Rui A. Pimenta, Tim Schlippe, Kristina Schaaff

Outline

This paper investigates consciousness-like behavior in large-scale language models (LLMs) using the Maze Test. The Maze Test challenges models to navigate a maze from a first-person perspective, simultaneously exploring key features associated with consciousness, including spatial awareness, perspective-taking, goal-directed behavior, and temporal sequencing. Twelve key LLMs were evaluated across zero-shot, one-shot, and few-shot learning scenarios, integrating 13 essential conscious features. The results show that LLMs with inference capabilities consistently outperform their standard counterparts, with Gemini 2.0 Pro achieving 52.9% complete path accuracy and DeepSeek-R1 achieving 80.5% partial path accuracy. These discrepancies suggest that LLMs struggle to maintain a consistent self-model throughout the solution process, a fundamental aspect of consciousness.

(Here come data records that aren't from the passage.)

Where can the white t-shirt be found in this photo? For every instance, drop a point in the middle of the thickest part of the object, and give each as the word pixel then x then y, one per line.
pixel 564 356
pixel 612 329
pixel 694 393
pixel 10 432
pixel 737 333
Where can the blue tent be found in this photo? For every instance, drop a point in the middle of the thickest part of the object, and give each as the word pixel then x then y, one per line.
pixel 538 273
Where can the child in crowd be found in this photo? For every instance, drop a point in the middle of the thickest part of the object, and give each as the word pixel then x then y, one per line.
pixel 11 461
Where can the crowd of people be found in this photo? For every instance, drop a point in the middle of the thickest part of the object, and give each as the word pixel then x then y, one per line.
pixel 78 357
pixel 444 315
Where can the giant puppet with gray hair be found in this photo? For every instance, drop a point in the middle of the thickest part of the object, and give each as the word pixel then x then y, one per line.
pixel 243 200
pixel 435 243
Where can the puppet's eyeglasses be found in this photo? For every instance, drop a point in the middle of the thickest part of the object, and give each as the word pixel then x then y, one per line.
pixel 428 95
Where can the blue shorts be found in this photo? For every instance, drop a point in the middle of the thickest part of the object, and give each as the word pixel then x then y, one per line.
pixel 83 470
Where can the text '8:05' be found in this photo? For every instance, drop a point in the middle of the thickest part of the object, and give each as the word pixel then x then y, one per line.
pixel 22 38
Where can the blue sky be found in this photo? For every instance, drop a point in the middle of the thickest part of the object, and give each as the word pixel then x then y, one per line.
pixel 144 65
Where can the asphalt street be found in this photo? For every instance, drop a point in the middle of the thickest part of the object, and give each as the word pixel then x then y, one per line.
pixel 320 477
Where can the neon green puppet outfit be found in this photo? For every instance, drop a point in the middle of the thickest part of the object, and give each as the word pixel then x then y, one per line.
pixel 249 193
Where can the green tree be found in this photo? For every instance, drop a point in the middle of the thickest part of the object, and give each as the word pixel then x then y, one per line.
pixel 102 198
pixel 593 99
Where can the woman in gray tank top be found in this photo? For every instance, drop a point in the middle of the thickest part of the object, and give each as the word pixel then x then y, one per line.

While LLMs demonstrate improvements in conscious behaviors through inference mechanisms, they lack the integrated and sustained self-awareness characteristic of consciousness.

Takeaways, Limitations

Takeaways:
LLMs with reasoning abilities performed better on the maze test, suggesting a correlation between reasoning abilities and consciousness-related behavior.
We present the maze test, a new benchmark for assessing consciousness-like behavior in LLM.
Some LLMs, such as Gemini 2.0 Pro and DeepSeek-R1, demonstrate significant maze navigation capabilities.
Limitations:
LLM's performance in the maze test may not indicate true consciousness. It merely demonstrates that reasoning skills can mimic conscious behavior.
The difficulty LLMs have in maintaining a consistent self-model throughout the problem-solving process suggests a lack of true self-awareness and consciousness.
The maze test may not comprehensively assess all aspects of consciousness.